The Minister further called for enhanced South–South cooperation, including the expansion of trade and investment corridors, stronger regional integration under the African Continental Free Trade Area (AfCFTA), and knowledge sharing in technology, industrial parks, as well as digital innovation. He noted that these strategies could help the Global South capture a larger share of global trade, stabilise supply chains, and create jobs for the growing youth population.
He also stressed the need to reform the global financial system so countries that have lost market access can get funding, while promoting reliable climate financing, new financial tools, and digital cooperation to improve governance and financial inclusion in developing economies.
On her part, Director and Head of Secretariat of the G‑24, Dr Iyabo Masha, warned that many Emerging Market and Developing Economies (EMDEs) are operating under severe fiscal strain as debt-service obligations swallow increasing portions of government revenues.
Masha revealed that external public debt service among developing countries has surged sharply in recent years, with many nations devoting large shares of export earnings to meeting obligations, leaving little room for infrastructure, social spending and climate investment.
According to her, although global financial conditions have eased slightly compared to the peak of monetary tightening, lower-rated economies continue to face elevated borrowing costs and rollover risks.

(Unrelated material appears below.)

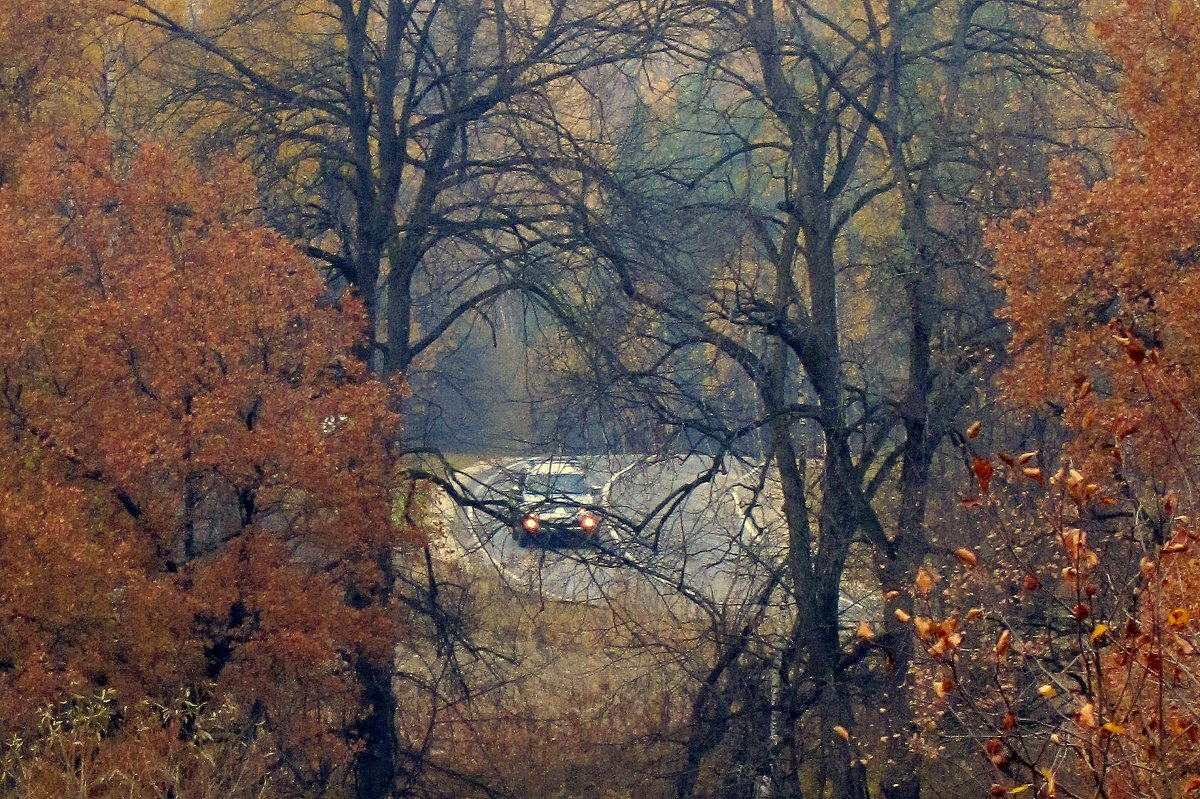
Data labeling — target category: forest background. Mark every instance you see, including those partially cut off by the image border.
[0,0,1200,799]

She cautioned that sudden changes in global investor confidence could lead to capital outflows and weaker currencies, making it harder for them to repay or refinance their debts, especially in countries with less developed financial markets.
Masha also warned that increasing trade barriers and protectionism are slowing global trade, which is expected to grow by only about 0.5 per cent in 2026. She said weaker demand from abroad and higher tariffs are making recovery more difficult for developing countries.
She called for stronger macroeconomic frameworks, improved domestic resource mobilisation, greater investment in climate resilience and human capital, as well as deeper regional trade integration to unlock sustainable, job-rich growth.